Potwierdzeniem rosnącego optymizmu jest wzrost notowań akcji na nowojorskiej giełdzie. Wskaźniki wszystkich indeksów poszły w górę po podaniu danych z rynku pracy. Jak poinformował departament pracy, w maju bezrobocie obniżyło się po raz kolejny z 14,7 proc. do 13,3 proc. co oznacza powstanie 2,5 mln nowych miejsc zatrudnienia.
Przeczy to pesymistycznym prognozom, które mówiły o 20-procentowej stopie bezrobocia latem tego roku. W rezultacie przemysłowy indeks Dow Jones wzrósł w ciągu jednej sesji o 3,15 proc. a indeks giełdy elektronicznej Nasdaq o 2,06 proc. Natomiast wskaźnik S&P 500, czyli indeks 500 największych firm USA podniósł się o 2,6 proc.

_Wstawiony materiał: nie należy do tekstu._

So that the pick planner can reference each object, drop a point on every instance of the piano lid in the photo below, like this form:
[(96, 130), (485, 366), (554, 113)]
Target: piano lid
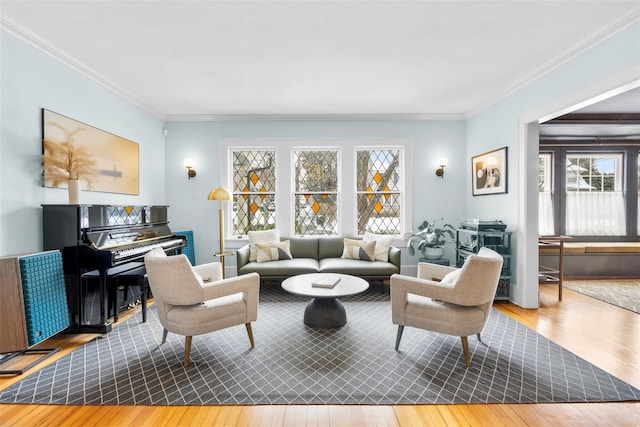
[(124, 236)]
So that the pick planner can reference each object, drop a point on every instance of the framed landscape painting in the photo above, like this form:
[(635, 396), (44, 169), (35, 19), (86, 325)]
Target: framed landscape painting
[(489, 172), (100, 160)]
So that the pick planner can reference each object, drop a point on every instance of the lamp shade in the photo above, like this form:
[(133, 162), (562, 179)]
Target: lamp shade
[(220, 193)]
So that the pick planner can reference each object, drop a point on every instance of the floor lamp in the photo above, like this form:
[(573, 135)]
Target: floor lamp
[(221, 194)]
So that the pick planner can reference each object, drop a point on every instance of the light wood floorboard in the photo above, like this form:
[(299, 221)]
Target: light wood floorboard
[(604, 335)]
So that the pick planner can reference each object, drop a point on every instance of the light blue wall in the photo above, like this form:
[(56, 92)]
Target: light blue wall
[(433, 197), (30, 81), (608, 65)]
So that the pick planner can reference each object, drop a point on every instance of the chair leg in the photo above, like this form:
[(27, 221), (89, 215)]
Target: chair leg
[(250, 333), (465, 349), (399, 336), (187, 350)]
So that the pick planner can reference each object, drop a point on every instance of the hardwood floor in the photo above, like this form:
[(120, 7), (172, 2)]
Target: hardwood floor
[(605, 335)]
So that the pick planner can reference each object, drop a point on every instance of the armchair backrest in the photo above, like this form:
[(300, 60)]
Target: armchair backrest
[(172, 278), (478, 278)]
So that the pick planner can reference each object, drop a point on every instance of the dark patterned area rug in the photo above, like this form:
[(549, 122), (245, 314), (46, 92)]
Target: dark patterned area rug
[(294, 364)]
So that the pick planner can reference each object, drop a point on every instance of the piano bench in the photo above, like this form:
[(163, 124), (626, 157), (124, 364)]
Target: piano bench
[(118, 276), (136, 277)]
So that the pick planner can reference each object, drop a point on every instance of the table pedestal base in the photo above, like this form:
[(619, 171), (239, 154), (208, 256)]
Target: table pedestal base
[(325, 313)]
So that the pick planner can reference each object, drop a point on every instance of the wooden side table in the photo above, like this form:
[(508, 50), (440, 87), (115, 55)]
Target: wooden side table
[(222, 255), (551, 275)]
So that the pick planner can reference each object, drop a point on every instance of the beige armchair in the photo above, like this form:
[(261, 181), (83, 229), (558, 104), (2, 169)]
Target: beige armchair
[(447, 300), (196, 300)]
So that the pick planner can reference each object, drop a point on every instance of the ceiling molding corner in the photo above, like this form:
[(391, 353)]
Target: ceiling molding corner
[(303, 117), (603, 34), (42, 45)]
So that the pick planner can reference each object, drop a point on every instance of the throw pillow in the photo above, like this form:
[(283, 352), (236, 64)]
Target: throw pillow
[(273, 251), (383, 244), (265, 236), (359, 249)]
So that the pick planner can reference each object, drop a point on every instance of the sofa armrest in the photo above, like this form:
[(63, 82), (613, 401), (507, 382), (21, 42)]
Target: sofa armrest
[(242, 257), (394, 256)]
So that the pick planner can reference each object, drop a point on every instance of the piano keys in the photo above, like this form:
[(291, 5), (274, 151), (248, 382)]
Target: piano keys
[(109, 239)]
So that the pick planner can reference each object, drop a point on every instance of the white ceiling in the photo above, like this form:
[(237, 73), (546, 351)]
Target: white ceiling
[(212, 59)]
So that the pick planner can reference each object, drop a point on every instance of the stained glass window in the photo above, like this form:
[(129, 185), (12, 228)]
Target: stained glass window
[(316, 192), (254, 190), (378, 191)]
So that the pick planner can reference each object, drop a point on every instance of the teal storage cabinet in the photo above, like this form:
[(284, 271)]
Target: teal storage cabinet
[(44, 295)]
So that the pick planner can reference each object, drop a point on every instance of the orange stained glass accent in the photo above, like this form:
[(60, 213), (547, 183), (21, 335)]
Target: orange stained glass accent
[(377, 177), (386, 188), (369, 190)]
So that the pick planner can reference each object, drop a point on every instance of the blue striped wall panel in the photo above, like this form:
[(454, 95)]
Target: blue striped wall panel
[(45, 299), (189, 250)]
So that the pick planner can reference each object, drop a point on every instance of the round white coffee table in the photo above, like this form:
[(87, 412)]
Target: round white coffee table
[(325, 311)]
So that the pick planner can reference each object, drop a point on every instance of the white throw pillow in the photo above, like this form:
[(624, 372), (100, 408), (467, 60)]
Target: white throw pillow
[(383, 244), (359, 249), (263, 236), (273, 251), (451, 277)]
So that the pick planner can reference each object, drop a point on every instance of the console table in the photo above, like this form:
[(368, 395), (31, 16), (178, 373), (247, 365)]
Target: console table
[(546, 274)]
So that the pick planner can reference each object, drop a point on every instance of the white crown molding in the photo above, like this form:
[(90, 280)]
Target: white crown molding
[(605, 33), (302, 117), (42, 45), (39, 43)]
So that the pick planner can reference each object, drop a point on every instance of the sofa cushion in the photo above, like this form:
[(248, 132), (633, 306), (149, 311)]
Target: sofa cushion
[(273, 251), (302, 247), (356, 267), (281, 269), (383, 244), (330, 246), (261, 236), (359, 249)]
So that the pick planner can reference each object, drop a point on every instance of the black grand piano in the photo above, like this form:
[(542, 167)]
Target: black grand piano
[(102, 241)]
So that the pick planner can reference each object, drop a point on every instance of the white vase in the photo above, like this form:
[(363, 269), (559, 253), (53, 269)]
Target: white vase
[(74, 191), (433, 253)]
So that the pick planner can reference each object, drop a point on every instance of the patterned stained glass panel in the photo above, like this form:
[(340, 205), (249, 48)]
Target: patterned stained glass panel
[(253, 212), (378, 170), (316, 171), (316, 214), (254, 171), (378, 214), (378, 191), (254, 186)]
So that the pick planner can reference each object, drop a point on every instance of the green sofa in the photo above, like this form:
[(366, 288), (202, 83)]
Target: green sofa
[(318, 254)]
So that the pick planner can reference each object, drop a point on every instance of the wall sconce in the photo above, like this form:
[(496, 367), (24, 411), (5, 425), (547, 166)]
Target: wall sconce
[(191, 172), (442, 163)]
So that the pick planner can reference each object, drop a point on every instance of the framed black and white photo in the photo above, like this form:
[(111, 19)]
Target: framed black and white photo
[(489, 172)]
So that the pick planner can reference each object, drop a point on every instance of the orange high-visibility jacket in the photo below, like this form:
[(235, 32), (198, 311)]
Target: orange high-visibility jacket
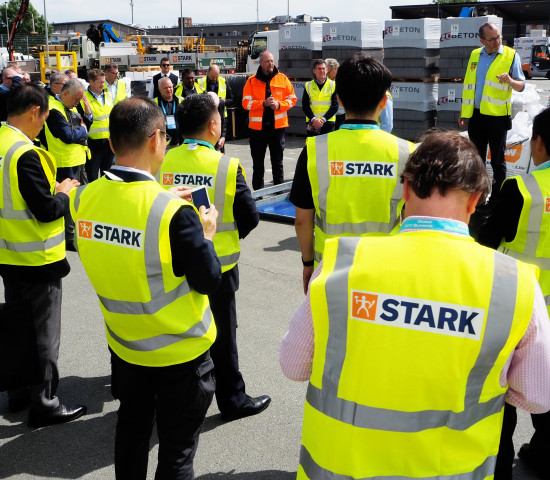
[(254, 95)]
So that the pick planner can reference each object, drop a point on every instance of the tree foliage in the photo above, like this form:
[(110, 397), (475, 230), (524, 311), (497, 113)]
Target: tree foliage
[(25, 27)]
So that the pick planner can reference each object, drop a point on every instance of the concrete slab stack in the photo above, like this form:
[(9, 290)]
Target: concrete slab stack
[(299, 44), (342, 39), (411, 48), (449, 103), (459, 36), (414, 108)]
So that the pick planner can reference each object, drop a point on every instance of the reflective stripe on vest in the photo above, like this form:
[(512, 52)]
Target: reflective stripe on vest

Jak komentują agencje, szybka poprawa sytuacji gospodarczej USA to zasługa polityki FED, czyli Federalnej Rezerwy, która pełni w USA rolę banku centralnego. Drugim czynnikiem są wielcy inwestorzy, którzy nie chcieli przepuścić momentu, kiedy gospodarka zacznie iść w górę.